Ex-Marine and damaged combat vet Peter Ash returns after his harrowing debut (The Drifter, 2016).
Peter hikes in a California redwood forest, and a grizzly bear chases him up a tree. He chances upon a series of ropes and scampers—hell, why not—300 feet to the top. There, on a sunlit platform, journalist June Cassidy is hiding from the G-men searching for her on the forest floor. Her mother, Hazel, had been killed earlier by a truck in a hit-and-run. Hazel had been a leading researcher in machine learning and knew she might be murdered for her work on computer systems that could “grow themselves organically.” Indeed, an “unnamed party” wants their mitts on the self-teaching algorithm that will soon have “unprecedented access to the electronic infrastructure of our world.” Hazel called the algorithm “Tyg3r,” and it’s become adept at using “neural networks” to constantly improve object recognition. June hires Peter to find out who her pursuers are, “who’s behind this.” Plenty of violence ensues once they’re back on the ground and on the road. Peter has a strong fear of being indoors that stems from his combat days—he calls the “white static” in his head “My war souvenir.” But he shows no qualms about killing to defend himself and June.
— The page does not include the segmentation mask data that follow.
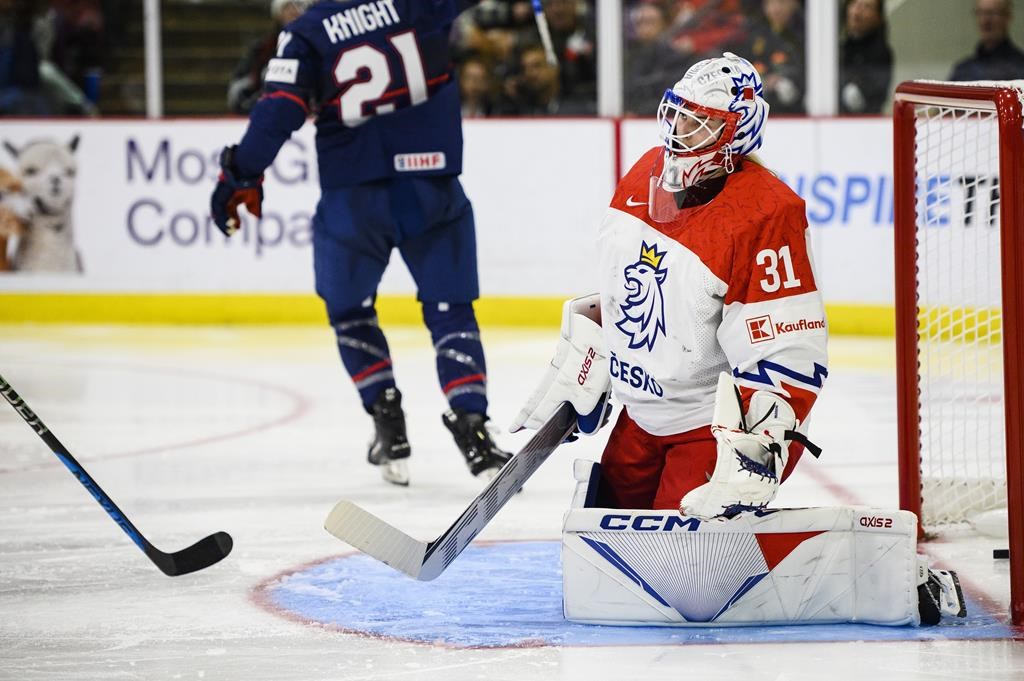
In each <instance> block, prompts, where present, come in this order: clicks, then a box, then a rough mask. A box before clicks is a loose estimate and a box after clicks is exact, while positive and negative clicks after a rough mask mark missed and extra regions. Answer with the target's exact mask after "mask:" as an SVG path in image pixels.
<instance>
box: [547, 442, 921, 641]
mask: <svg viewBox="0 0 1024 681" xmlns="http://www.w3.org/2000/svg"><path fill="white" fill-rule="evenodd" d="M593 469H594V466H593V463H592V462H589V461H588V462H578V464H577V469H575V473H577V479H578V480H580V482H579V484H578V490H577V494H575V497H574V499H573V507H572V508H570V509H569V512H568V513H567V514H566V516H565V522H564V526H563V531H562V574H563V578H562V579H563V608H564V613H565V618H566V619H567V620H570V621H573V622H583V623H592V624H610V625H636V626H650V625H660V626H709V625H710V624H712V623H714V625H715V626H723V625H733V626H739V625H773V624H805V623H842V622H860V623H869V624H877V625H892V626H900V625H908V624H913V625H916V624H919V623H920V613H919V601H918V558H916V518H915V517H914V515H913V514H912V513H909V512H906V511H888V510H877V509H855V508H849V507H837V508H816V509H792V510H788V509H787V510H765V511H760V512H757V513H741V514H739V515H737V516H736V517H734V518H731V519H725V518H718V519H715V520H701V519H699V518H695V517H685V516H682V515H680V514H679V513H677V512H675V511H649V510H621V509H607V508H588V507H586V500H588V499H590V498H591V496H590V495H589V494H588V493H587V491H588V488H589V484H590V478H591V475H592V471H593Z"/></svg>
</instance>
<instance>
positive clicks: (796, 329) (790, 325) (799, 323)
mask: <svg viewBox="0 0 1024 681" xmlns="http://www.w3.org/2000/svg"><path fill="white" fill-rule="evenodd" d="M824 328H825V321H824V320H800V321H798V322H772V320H771V315H770V314H764V315H762V316H755V317H751V318H749V320H746V333H748V335H749V336H750V337H751V344H756V343H764V342H765V341H770V340H775V338H777V337H778V336H781V335H782V334H792V333H795V332H798V331H813V330H817V329H824Z"/></svg>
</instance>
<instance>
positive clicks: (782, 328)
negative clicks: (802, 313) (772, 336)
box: [775, 320, 825, 334]
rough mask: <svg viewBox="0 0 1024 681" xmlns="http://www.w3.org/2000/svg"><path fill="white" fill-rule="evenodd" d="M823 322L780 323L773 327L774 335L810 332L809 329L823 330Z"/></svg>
mask: <svg viewBox="0 0 1024 681" xmlns="http://www.w3.org/2000/svg"><path fill="white" fill-rule="evenodd" d="M824 328H825V321H824V320H801V321H800V322H782V323H780V324H776V325H775V333H776V334H788V333H793V332H794V331H810V330H811V329H824Z"/></svg>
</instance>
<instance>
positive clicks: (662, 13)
mask: <svg viewBox="0 0 1024 681" xmlns="http://www.w3.org/2000/svg"><path fill="white" fill-rule="evenodd" d="M628 18H629V24H628V33H627V36H628V38H627V42H626V54H625V74H624V76H625V83H624V87H625V108H626V113H627V114H631V115H635V116H653V115H654V114H655V113H656V112H657V104H658V102H659V101H660V100H662V95H663V94H665V84H666V83H671V82H673V78H676V79H678V78H679V75H680V74H682V73H683V72H685V71H686V70H685V69H684V68H683V61H682V59H681V58H680V56H679V54H678V53H676V51H675V50H673V49H672V47H671V46H670V45H669V43H668V42H667V41H666V36H665V29H666V26H667V25H668V22H667V17H666V14H665V7H664V6H663V5H662V3H659V2H657V1H656V0H642V1H641V2H640V3H638V4H637V5H636V6H634V7H633V8H632V9H630V11H629V14H628Z"/></svg>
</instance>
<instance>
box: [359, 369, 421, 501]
mask: <svg viewBox="0 0 1024 681" xmlns="http://www.w3.org/2000/svg"><path fill="white" fill-rule="evenodd" d="M370 414H371V416H373V417H374V428H375V431H376V432H375V433H374V439H373V441H372V442H371V443H370V450H369V451H368V452H367V461H369V462H370V463H372V464H373V465H374V466H380V467H381V476H382V477H383V478H384V479H385V480H387V481H388V482H390V483H392V484H400V485H402V486H407V485H409V464H408V462H407V459H409V455H410V454H411V453H412V450H411V449H410V446H409V439H408V438H407V437H406V414H404V413H403V412H402V411H401V393H400V392H399V391H398V388H386V389H384V390H383V391H382V392H381V393H380V395H378V396H377V400H376V401H374V403H373V405H371V407H370Z"/></svg>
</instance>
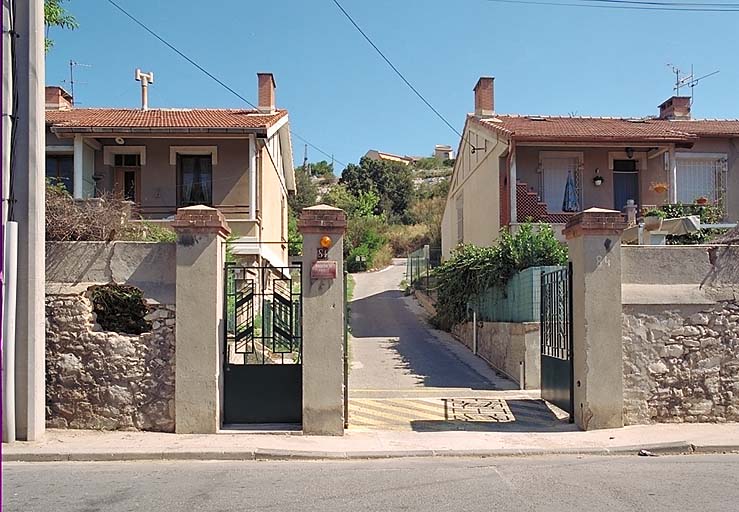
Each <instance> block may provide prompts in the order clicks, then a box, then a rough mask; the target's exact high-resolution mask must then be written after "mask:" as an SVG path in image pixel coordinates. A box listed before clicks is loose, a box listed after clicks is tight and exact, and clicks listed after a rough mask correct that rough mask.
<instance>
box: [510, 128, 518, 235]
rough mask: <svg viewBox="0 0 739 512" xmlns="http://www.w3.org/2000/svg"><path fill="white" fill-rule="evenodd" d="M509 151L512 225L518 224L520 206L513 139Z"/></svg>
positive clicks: (511, 214)
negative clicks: (519, 205)
mask: <svg viewBox="0 0 739 512" xmlns="http://www.w3.org/2000/svg"><path fill="white" fill-rule="evenodd" d="M509 151H510V152H511V166H510V169H511V172H510V176H509V180H510V183H509V184H508V185H509V186H510V195H511V199H510V201H509V204H510V209H511V224H513V223H515V222H518V204H517V201H516V183H517V181H518V177H517V176H516V174H517V173H516V143H515V141H514V140H513V139H511V146H510V149H509Z"/></svg>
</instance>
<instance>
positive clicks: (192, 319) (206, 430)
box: [172, 205, 231, 434]
mask: <svg viewBox="0 0 739 512" xmlns="http://www.w3.org/2000/svg"><path fill="white" fill-rule="evenodd" d="M172 228H174V230H175V231H176V232H177V284H176V305H177V320H176V322H177V323H176V330H175V332H176V333H177V341H176V344H175V432H177V433H178V434H213V433H216V432H217V431H218V429H219V428H220V427H221V417H222V411H223V407H222V402H223V393H222V389H223V374H222V372H221V369H222V368H223V333H224V328H223V322H224V318H223V266H224V260H225V258H224V256H225V254H224V253H225V251H224V248H223V245H224V244H223V242H224V241H225V239H226V237H228V235H229V234H230V233H231V230H230V229H229V227H228V224H227V223H226V220H225V219H224V218H223V214H222V213H221V212H219V211H218V210H216V209H215V208H209V207H207V206H201V205H200V206H190V207H187V208H180V209H178V210H177V216H176V217H175V221H174V222H173V223H172Z"/></svg>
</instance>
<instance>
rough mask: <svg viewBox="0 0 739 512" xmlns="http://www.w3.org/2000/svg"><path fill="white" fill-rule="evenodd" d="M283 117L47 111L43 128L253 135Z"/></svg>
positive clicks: (192, 109) (202, 113) (119, 111)
mask: <svg viewBox="0 0 739 512" xmlns="http://www.w3.org/2000/svg"><path fill="white" fill-rule="evenodd" d="M286 115H287V111H286V110H277V111H276V112H275V113H274V114H263V113H260V112H258V111H257V110H243V109H152V110H146V111H144V110H138V109H122V108H74V109H71V110H47V111H46V124H47V125H51V126H52V128H53V129H54V130H55V131H96V132H99V131H158V132H166V131H167V130H172V131H183V130H188V129H189V130H193V131H220V130H223V131H253V130H259V129H266V128H269V127H270V126H272V125H274V124H275V123H276V122H277V121H278V120H279V119H281V118H282V117H284V116H286Z"/></svg>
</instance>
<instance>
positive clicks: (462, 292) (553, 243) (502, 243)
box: [433, 223, 567, 329]
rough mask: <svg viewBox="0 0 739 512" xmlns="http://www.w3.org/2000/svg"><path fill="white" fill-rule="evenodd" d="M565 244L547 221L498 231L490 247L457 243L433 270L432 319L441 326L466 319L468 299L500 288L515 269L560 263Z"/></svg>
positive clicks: (562, 256) (509, 277) (436, 323)
mask: <svg viewBox="0 0 739 512" xmlns="http://www.w3.org/2000/svg"><path fill="white" fill-rule="evenodd" d="M566 263H567V247H566V246H565V245H564V244H562V243H561V242H560V241H558V240H557V238H556V237H555V236H554V231H553V230H552V227H551V226H549V225H548V224H538V225H537V226H536V229H535V227H534V226H533V225H532V224H529V223H527V224H522V225H521V227H520V230H519V231H518V232H517V233H516V234H515V235H511V234H510V233H508V232H507V231H502V232H501V234H500V237H499V238H498V241H497V243H496V244H495V245H494V246H492V247H477V246H475V245H462V246H460V247H459V248H458V249H457V250H456V251H455V252H454V253H453V254H452V256H451V258H449V259H448V260H447V261H445V262H444V263H442V264H441V265H440V266H439V267H437V268H436V269H434V273H433V275H434V277H435V278H436V279H437V286H436V290H437V293H438V300H437V303H436V311H437V315H436V318H435V322H436V324H437V325H438V326H440V327H441V328H443V329H450V328H451V327H452V326H454V325H456V324H458V323H461V322H463V321H465V320H466V318H467V303H468V302H469V300H470V299H471V298H472V297H474V296H476V295H479V294H481V293H483V292H484V291H485V290H487V289H488V288H490V287H491V286H499V287H503V286H505V285H506V283H507V282H508V280H509V279H510V278H511V277H512V276H513V275H514V274H516V273H517V272H520V271H521V270H524V269H526V268H529V267H539V266H548V265H564V264H566Z"/></svg>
Combat does something for him—“War’s dirty little secret,” he thinks, is “how alive it made you feel.” There are plenty of strong characters: Lewis returns from The Drifter as a talented career criminal who’ll drop whatever he’s doing to help Peter. Sasha Kolodny, aka “the Yeti,” is June’s mysterious father, who might have killed Hazel but keeps forgetting she’s dead. Readers can expect some good twists on the way to a hair-raising finish.
Another fine thriller in what's shaping up to be a hell of a series.